Communication – who and where?
We have some answers to our initial question of “what is communication?” Let’s now consider the “who”. Who communicates? Who occupies the position of “sender” and what does it mean to be in this position?
Many students who arrive at the study of communication do so because they’re interested in communication as a profession, or as an aspect of professional practice. Some of these students are already professional communicators working in industry spaces: they are journalists, graphic designers, PR practitioners, filmmakers, or social media content creators. Others have decades of experience to draw on from personal and everyday settings – they create, connect, and express themselves using a variety of media, even if they’ve never worked in a communication role.
We can, therefore, describe “communicator” as a professional role, and also as an everyday practice. And we can define the “sender” of a message as the person who created or distributed it, acknowledging that “senders” can be operating in a whole range of personal or professional contexts.
However, this does not mean it’s always easy for us to identify the “senders” of messages, especially in a networked, digitised, commercialised media landscape.
Who, for example, is the “sender” of a news story? It may be the journalist who researched and wrote the story, who may or may not be given a byline; it may also be an editor or an editorial team, a masthead, or a large media company with its own news agenda. And things get murkier when it comes to online content that is not obviously created by or for a news outlet, but might still be received and interpreted as “news”.
Similarly, who is the “sender” of a drama series on Netflix?
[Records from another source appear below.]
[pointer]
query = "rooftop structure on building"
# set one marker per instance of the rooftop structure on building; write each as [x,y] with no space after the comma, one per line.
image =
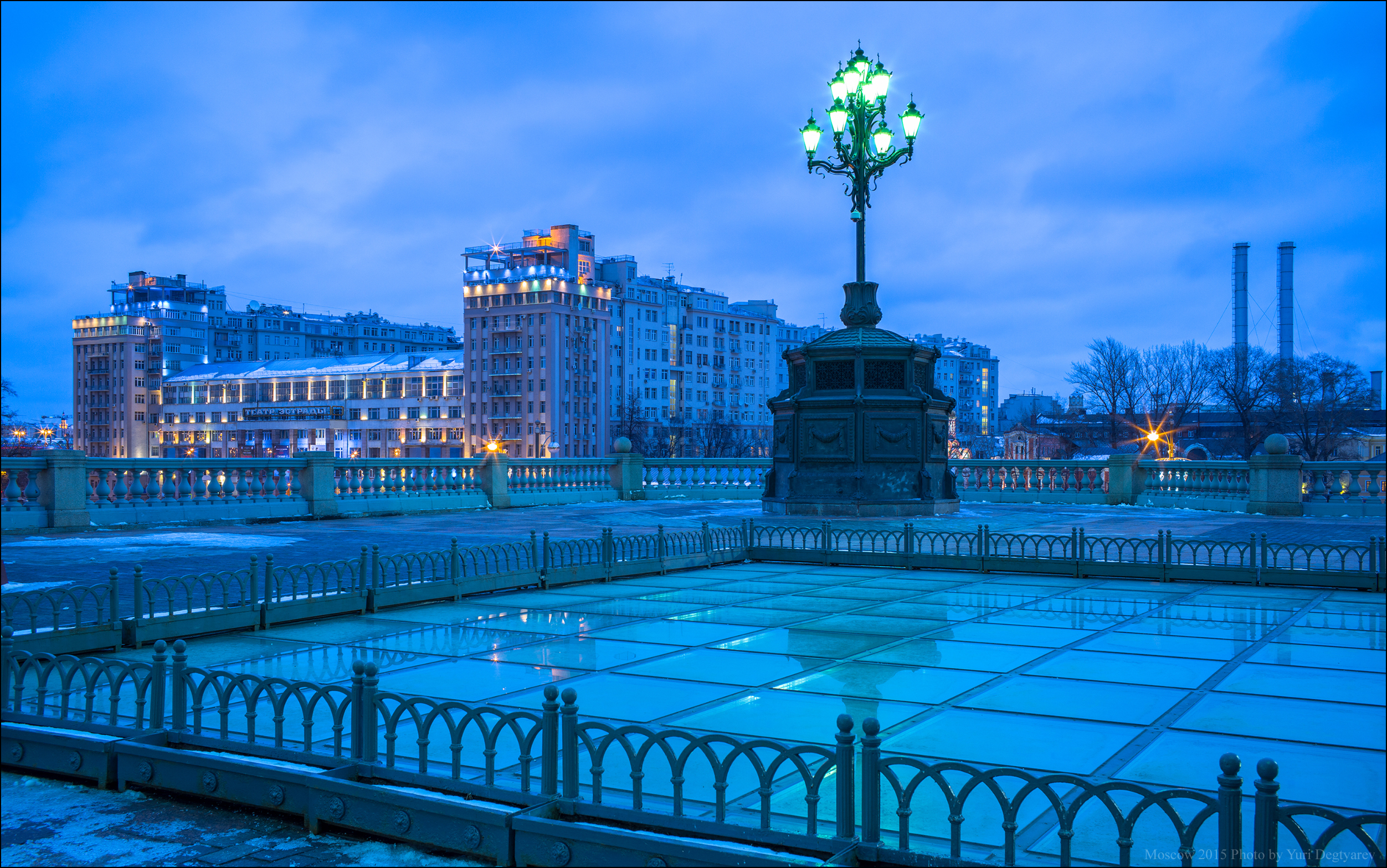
[969,373]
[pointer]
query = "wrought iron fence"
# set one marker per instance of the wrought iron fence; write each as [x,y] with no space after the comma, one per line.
[837,798]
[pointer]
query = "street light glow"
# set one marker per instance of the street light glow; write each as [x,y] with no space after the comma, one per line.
[810,132]
[862,136]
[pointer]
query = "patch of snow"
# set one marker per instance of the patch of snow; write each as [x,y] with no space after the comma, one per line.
[778,856]
[438,797]
[21,587]
[381,853]
[146,541]
[95,737]
[264,762]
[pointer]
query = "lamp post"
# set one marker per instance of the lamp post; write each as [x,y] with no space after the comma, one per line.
[862,138]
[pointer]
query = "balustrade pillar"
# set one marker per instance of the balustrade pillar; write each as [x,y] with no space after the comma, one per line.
[318,484]
[63,487]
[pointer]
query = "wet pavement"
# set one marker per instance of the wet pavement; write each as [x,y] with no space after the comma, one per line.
[56,823]
[48,559]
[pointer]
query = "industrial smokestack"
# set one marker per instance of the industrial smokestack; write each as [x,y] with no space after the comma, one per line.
[1286,299]
[1240,294]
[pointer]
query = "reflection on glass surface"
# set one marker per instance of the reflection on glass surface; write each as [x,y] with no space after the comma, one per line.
[472,680]
[959,655]
[719,666]
[1014,739]
[893,682]
[582,652]
[630,698]
[805,643]
[1128,669]
[1332,685]
[1119,703]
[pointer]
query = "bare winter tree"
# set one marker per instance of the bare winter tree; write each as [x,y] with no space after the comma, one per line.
[631,422]
[1177,379]
[1113,382]
[1319,396]
[720,439]
[1245,379]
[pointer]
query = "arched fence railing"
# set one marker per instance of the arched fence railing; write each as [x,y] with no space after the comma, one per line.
[843,797]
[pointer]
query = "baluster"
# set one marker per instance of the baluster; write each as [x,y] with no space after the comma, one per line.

It may be a single writer or a team of writers working together in a writers’ room; it may be a showrunner, who has creative control over the series as a whole; it may be the director of a single episode or the entire crew; it may be a production company or even Netflix itself. A TV drama is still an act of communication: but who, in this case, is the communicator?
In his book on media literacy, W. James Potter writes about “the decoupling of messages from their senders” and explains, “It is difficult – sometimes impossible – to tell who the sender is and, therefore, what the sender’s intentions are” (2004: 8). This is true of much of the content we encounter today, particularly that encountered online. So what happens when the source of the message is hard to find? Or when the source of the message can’t be trusted? Maybe we can’t trust the message because we can’t identify the source. This is part of the lived reality of our complex media landscape today.
Photo by Nick Fewings on Unsplash. How are the technologies and practices of communication embedded in everyday life?
The spaces and places of communication
The spaces – the “where” – of communication are equally interesting. When we communicate, where are we communicating from?
Much of our communication today is mediated or mediatised – it takes place in media spaces and is facilitated, enlivened, disrupted, or recreated by digital tools. Importantly, the biggest commercial players in today’s media landscape – including Alphabet (the company that owns Google) and Meta (the company that owns Facebook) are deeply invested in our communication practices. These companies do not themselves create content – they create the interfaces that shape our interaction with content, and with each other (Couldry 2012: 22). For such companies, communication can be defined as the business of sharing meaning.
But even when communication takes place in virtual spaces, such acts of communication are grounded in embodied and emplaced experiences. We do not communicate in placeless realms. Likewise, processes of communication do not occur outside the rhythms and gritty details of emplaced life.
Consider how pertinent this question of place became during the COVID-19 pandemic.
In 2020 and 2021, many of us spent extended periods of time working or studying from home, using digital tools for many if not most of our communication experiences: email, social media, and of course, Zoom, the videoconferencing software that burst into mainstream popularity during a time when workers and students needed to engage in face-to-face communication while isolated at home.
While initially Zoom gave us insight into the bedrooms, kitchens, lounges, pets, laundry habits, and family lives of our colleagues, peers, and friends, the trend quickly became to use virtual backgrounds to obscure one’s sense of place – as though we were communicating from nowhere, or from a fabricated somewhere, rather than from our couches and kitchen tables.
And then there was American scientist Gretchen Goldman. In September 2020, Goldman was interviewed on CNN, giving expert commentary on a political matter (as it happens, the appointment of then-US-President Donald Trump to the National Oceanic and Atmospheric Administration). Appearing on the live program, she epitomised working-from-home professionalism, with neat hair and makeup, a smart yellow jacket, and a carefully curated (but real) background showing a white wall with tasteful framed photographs.
The following day, Goldman posted to Twitter an image showing her actual surrounds, all that couldn’t be seen beyond the screen – a makeshift desk consisting of two chairs and a coffee table; a living room strewn with children’s toys; and professional attire that ceased to exist from the waist down. You can read more about her story in this article from Slate magazine. Goldman’s post was captioned “Just so I’m being honest”, and sparked a trend of “being honest” about one’s background and surrounds while using Zoom.
This is just one expression of the way communication in digital spaces can be very fabricated and artificial but it is also grounded in real lives and real places (whether these are obscured or revealed, acknowledged or avoided).